Gateway AD Lookups
A data gateway is required for a cloud service, such as Power BI, to access on-prem data, either for live connections or for refreshing imported data. The gateway picked up an interesting feature to look up Active Directory on one property and return the value of another, which proved extremely useful for one client of mine.
Scenario: An enterprise client has adopted a hybrid architecture I set up for them, where Power BI reports connect directly to an on-prem Analysis Services Tabular model. The issue is that besides the regular network login, every user has a cloud identity (the employee number) to access cloud data sources. Before the gateway enhancement, this required explicit per-user mappings in the gateway data source. Imagine you must do this for thousands of users. and you’ll understand the maintenance issue they faced rolling Power BI across the enterprise.

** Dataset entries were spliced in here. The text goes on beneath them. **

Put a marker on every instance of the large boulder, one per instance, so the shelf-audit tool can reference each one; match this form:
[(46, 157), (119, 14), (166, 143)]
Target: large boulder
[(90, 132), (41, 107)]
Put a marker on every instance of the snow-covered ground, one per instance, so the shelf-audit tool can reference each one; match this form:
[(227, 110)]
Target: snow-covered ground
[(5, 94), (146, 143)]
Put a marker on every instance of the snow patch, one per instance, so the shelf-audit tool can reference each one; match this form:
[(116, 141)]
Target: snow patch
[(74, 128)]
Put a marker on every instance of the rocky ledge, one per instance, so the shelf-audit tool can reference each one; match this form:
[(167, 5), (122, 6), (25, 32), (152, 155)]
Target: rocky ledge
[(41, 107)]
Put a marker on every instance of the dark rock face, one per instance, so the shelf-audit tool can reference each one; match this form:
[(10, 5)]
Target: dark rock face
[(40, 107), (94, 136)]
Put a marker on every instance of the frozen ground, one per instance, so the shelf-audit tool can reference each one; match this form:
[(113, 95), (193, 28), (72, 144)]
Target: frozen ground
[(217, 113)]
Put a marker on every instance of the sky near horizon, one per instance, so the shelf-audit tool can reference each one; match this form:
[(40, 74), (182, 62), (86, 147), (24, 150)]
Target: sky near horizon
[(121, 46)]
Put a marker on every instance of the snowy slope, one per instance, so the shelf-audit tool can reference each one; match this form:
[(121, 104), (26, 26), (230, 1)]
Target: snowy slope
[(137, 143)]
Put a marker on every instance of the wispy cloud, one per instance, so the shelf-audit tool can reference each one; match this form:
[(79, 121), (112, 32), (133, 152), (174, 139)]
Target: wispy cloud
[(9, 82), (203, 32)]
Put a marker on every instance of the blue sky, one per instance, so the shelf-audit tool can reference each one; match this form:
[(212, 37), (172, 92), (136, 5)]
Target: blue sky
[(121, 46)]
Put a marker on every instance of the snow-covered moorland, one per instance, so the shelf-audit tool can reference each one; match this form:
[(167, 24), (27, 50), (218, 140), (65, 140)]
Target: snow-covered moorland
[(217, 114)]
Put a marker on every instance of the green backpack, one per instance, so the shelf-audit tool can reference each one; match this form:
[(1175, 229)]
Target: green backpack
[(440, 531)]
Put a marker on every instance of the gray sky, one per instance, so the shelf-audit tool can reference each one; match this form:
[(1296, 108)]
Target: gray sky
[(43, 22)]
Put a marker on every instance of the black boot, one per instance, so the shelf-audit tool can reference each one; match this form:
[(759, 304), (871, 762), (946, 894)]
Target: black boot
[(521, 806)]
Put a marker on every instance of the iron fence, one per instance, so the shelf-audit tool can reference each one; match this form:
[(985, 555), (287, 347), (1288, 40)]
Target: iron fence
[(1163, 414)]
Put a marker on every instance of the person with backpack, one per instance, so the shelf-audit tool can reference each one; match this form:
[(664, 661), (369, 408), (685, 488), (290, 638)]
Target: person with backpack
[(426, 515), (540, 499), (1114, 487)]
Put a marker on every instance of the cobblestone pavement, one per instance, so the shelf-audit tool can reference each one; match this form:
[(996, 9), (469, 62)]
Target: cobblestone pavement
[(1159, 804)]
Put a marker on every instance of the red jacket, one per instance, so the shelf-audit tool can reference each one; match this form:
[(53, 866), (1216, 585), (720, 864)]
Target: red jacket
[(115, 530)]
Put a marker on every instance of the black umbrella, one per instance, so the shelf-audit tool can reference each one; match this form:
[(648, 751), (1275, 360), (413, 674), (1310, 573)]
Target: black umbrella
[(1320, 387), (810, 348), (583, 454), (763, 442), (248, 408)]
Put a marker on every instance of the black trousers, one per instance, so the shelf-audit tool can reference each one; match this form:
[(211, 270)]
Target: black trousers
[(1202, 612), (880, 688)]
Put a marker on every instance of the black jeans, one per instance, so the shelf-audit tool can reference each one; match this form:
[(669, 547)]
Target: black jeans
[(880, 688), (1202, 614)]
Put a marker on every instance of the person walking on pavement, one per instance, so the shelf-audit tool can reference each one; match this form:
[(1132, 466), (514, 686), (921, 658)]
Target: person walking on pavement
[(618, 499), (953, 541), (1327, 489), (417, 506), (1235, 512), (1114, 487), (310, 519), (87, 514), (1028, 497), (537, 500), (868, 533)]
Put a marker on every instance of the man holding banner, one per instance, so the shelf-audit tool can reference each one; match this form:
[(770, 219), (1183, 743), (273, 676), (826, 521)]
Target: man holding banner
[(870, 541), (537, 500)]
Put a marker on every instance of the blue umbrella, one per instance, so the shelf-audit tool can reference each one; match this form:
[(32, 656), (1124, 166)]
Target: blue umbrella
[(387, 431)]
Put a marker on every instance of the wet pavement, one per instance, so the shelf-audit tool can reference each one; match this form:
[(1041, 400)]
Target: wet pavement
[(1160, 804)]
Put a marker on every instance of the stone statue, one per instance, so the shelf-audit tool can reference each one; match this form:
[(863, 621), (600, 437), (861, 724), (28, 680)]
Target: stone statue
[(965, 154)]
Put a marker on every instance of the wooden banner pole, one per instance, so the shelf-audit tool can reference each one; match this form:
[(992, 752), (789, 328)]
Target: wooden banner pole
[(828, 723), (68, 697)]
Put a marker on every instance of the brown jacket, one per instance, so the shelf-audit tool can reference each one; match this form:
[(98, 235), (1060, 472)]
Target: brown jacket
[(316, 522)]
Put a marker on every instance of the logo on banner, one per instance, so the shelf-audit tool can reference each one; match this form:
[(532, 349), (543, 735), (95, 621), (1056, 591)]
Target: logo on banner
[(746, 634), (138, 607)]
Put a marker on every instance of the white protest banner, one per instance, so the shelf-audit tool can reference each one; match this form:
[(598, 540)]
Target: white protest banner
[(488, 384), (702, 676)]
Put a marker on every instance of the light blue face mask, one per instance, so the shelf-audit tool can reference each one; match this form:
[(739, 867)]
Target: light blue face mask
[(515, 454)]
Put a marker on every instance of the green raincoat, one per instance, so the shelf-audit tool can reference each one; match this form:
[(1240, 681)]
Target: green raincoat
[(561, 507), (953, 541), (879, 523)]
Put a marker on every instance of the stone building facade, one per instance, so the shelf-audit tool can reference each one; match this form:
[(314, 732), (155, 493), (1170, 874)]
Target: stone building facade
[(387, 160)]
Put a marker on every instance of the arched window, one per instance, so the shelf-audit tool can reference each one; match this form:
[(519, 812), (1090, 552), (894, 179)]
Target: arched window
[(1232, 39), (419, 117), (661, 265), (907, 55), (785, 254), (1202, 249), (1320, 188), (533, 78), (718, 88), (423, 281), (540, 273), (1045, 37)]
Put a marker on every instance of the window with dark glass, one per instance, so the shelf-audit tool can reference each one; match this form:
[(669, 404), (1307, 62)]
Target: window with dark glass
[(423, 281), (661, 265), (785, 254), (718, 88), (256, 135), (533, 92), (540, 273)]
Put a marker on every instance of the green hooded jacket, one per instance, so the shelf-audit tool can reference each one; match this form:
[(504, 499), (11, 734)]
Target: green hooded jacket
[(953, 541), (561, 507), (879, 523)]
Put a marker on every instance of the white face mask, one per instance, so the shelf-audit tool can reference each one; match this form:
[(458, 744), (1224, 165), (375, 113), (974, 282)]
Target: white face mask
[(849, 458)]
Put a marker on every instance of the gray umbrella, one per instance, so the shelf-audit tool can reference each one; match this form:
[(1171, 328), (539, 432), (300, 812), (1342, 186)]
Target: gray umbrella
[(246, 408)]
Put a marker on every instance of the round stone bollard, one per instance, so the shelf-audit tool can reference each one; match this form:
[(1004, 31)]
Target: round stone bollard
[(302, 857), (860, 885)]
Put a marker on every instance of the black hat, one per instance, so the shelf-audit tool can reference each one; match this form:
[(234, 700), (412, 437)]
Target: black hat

Solution: Instead of explicit mappings, all they need to do now is configure the following two settings in the Microsoft.PowerBI.DataMovement.Pipeline.GatewayCore.dll.config file:
<setting name=”ADUserNameReplacementProperty” serializeAs=”String”>
<value>UserPrincipalName</value>
</setting>
<setting name=”ADUserNameLookupProperty” serializeAs=”String”>
<value>employeeNumber</value>
</setting>
When a Power BI user opens a report connected live to the on-prem Analysis Services Tabular model, the gateway receives the request mapped to the email that the user logs in Power BI. Then, the gateway queries the Active Directory to look up the user principal name (login) based on the employeeNumber which is what the Power BI login is. This query should complete fairly quickly so no worries about report queries. Make sure you restart the gateway after the configuration change.
AD lookups could save you configuring per-user mappings for live connections to on-prem data sources. Adam Saxton has a Power BI User lookup with the gateway using Active Directory video on this topic that goes into more detail.